Tornano appelli contro le trivelle off shore - QdS

Tornano appelli contro le trivelle off shore

Rosario Battiato

Tornano appelli contro le trivelle off shore

giovedì 01 Settembre 2011

Nuovi appelli, stavolta di Greenpeace e Lipu, per tutelare il Canale dalle esplorazioni off shore. “Mentre gli italiani sono in vacanza, le acque svendute a progetti senza garanzie”

PALERMO – C’è del marcio al largo dell’Isola. Le nuove richieste per le esplorazioni petrolifere offshore minacciano alcune delle zone più sensibili del canale di Sicilia. L’allarme è stato lanciato da Greenpeace nei giorni scorsi, e poi ripreso dal mondo ambientalista che ha lanciato la proposta di un appello al ministero dell’Ambiente. Però proprio sul ruolo super partes del dicastero di Stefania Prestigiacomo ci sono dei dubbi dal momento che, secondo un recente articolo de Il Fatto Quotidiano, alcune società di famiglia del politico siracusano sono assai vicine ai trivellatori del mare siciliano. Assolutamente niente di illegale, ma resta il dubbio, questo legittimo, del ruolo al di sopra delle parti che dovrebbe accordarsi alla protezione ambientale.
“Nuove richieste per esplorazioni petrolifere offshore minacciano le zone più sensibili del Canale di Sicilia, i banchi d’alto mare. L’Audax Energy, già famosa nel Canale per le esplorazioni in acque tunisine, punta adesso ai giacimenti italiani al largo di Pantelleria”. Questo periodo è estratto dal dossier “Le mani sul tesoro” di Greenpeace, che ha documentato le bellezze dei mari italiani e le modalità per la loro distruzione. “Mentre gli italiani sono ancora in vacanza – ha spiegato Giorgia Monti, responsabile della campagna Mare di Greenpeace Italia – invece di tutelare le bellezze naturali di cui il turismo vive, si moltiplicano i piani per distruggere i nostri mari. I banchi del Canale di Sicilia sono ricchissimi di biodiversità.
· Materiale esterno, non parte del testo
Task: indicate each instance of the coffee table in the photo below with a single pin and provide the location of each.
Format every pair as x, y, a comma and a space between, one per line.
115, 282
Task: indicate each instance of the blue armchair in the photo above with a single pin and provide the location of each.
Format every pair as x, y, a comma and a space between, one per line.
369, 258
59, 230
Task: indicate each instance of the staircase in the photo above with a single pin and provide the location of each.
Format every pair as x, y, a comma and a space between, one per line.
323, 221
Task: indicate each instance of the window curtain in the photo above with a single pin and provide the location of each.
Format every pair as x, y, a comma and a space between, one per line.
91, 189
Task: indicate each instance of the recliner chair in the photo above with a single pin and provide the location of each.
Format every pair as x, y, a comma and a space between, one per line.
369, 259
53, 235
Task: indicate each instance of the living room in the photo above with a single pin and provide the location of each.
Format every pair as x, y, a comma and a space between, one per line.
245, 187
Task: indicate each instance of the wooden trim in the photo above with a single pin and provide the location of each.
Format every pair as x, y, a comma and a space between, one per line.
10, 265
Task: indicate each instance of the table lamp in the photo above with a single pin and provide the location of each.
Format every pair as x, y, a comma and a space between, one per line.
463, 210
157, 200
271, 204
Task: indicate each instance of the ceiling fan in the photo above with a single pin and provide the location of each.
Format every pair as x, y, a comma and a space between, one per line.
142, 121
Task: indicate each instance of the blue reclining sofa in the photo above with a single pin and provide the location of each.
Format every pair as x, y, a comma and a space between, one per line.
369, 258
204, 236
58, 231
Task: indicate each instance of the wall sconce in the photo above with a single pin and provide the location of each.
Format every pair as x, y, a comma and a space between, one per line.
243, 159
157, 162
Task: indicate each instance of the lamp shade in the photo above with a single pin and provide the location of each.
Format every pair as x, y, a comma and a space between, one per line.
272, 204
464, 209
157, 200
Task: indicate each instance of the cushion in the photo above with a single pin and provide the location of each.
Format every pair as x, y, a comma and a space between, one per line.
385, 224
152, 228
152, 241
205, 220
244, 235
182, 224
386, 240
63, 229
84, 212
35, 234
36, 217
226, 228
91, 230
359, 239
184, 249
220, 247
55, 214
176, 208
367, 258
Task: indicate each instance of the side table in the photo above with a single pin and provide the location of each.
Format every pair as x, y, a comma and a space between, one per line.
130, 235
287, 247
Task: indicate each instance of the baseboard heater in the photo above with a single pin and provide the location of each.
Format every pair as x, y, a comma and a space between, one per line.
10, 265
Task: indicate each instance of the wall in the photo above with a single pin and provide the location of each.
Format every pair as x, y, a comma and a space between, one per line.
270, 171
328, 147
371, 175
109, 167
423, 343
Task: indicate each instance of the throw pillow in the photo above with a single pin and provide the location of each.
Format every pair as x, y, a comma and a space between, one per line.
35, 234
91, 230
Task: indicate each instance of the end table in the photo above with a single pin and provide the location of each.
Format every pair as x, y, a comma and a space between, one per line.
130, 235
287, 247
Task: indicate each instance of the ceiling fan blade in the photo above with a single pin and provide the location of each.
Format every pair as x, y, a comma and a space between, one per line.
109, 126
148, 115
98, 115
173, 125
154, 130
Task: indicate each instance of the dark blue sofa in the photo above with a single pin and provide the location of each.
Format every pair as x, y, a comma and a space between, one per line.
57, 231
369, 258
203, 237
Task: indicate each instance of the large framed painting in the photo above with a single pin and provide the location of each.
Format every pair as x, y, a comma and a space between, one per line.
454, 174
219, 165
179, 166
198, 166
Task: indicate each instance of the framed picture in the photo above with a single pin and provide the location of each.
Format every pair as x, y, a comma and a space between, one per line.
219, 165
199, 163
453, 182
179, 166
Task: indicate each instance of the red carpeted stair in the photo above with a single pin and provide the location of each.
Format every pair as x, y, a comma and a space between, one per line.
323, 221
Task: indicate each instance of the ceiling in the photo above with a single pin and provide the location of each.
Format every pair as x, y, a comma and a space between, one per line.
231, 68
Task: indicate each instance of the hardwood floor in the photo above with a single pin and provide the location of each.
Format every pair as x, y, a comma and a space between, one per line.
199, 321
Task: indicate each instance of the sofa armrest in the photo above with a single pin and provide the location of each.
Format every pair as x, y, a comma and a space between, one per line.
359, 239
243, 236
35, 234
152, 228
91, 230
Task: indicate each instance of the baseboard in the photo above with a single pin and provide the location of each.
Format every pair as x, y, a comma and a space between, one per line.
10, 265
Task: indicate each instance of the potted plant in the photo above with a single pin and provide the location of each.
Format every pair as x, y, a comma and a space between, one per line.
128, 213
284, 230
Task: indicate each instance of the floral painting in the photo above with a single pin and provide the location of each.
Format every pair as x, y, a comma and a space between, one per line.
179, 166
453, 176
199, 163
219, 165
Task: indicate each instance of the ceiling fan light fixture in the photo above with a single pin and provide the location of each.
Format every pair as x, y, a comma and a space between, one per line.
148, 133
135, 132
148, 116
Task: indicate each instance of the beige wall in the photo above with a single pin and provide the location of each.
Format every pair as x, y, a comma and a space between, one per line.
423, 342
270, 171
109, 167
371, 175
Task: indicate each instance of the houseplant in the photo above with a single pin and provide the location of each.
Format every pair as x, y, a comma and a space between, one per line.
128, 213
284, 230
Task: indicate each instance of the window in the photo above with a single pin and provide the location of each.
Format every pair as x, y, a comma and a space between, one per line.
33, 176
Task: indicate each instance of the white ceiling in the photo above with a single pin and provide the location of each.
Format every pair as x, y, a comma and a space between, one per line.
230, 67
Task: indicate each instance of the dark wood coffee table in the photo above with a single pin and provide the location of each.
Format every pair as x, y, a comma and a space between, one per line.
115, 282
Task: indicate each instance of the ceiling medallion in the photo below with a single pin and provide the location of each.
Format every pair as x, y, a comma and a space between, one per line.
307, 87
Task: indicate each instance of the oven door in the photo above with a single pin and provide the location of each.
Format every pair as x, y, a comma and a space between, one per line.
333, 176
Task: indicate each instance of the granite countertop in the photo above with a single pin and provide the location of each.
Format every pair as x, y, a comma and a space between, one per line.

È inammissibile che vengano svenduti per minacciosi progetti di ricerca, richiesti da compagnie petrolifere tramite una documentazione troppo spesso viziata e insufficiente a dare alcun tipo di garanzia”.
Nelle mire dell’Audax Energy Ltd (ADX) sarebbero dei permessi di esplorazione nelle acque del Canale attraverso una piccola compagnia di cui è totalmente proprietaria, ma con sede legale in Italia e con un capitale sociale assolutamente irrisorio di 120.000 euro. Questa scelta deriva da una scelta abbastanza comune tra le compagnie petrolifere che compiono ricerche in mare, perché, in caso di disastro ambientale, il capitale a rischio sarebbe comunque minimo, così come le eventuali responsabilità legali in capo alla casa madre.
Greenpeace propone di fare del Canale una riserva marina che vieti nelle aree più sensibili ogni attività estrattiva, compresa la pesca. Il rischio “Golfo del Messico” è sempre in agguato e non si è mai abbastanza attenti. A tal proposito anche la Lipu si è associata all’appello di Greenpeace diffondendo un comunicato in cui si associano alla richiesta “inoltrata da Greenpeace al ministro dell’Ambiente affinché blocchi le esplorazioni nel canale di Sicilia alla ricerca di depositi di petrolio”. I rischi per l’associazione animalista riguardano proprio la tutela della biodiversità, uno dei temi che sta maggiormente a cuore all’Ue.
Eppure resta qualche dubbio legittimo sul tardivo atteggiamento del ministero, dal momento che, come fatto rilevare su Il Fatto Quotidiano, all’interno del vasto mare delle società che si occupano a vario titolo di estrazione petrolifera rientra anche la Coemi (società della famiglia del ministro Prestigiacomo, nonostante lei stessa non abbia cariche), che ha tra i suoi clienti la Erg, l’Eni e l’Esso. Ad onor del vero bisogna ammettere che fu proprio la Prestigiacomo, lo scorso anno, a volere i limiti per l’estrazione a 5 miglia dalla costa e a 12 miglia da qualsiasi zona protetta, ma è anche inappuntabile che un documento di alcune società impegnate nella ricerca spiegava come tale norma non avrebbe comunque limitato più di tanto l’attività dei grossi gruppi.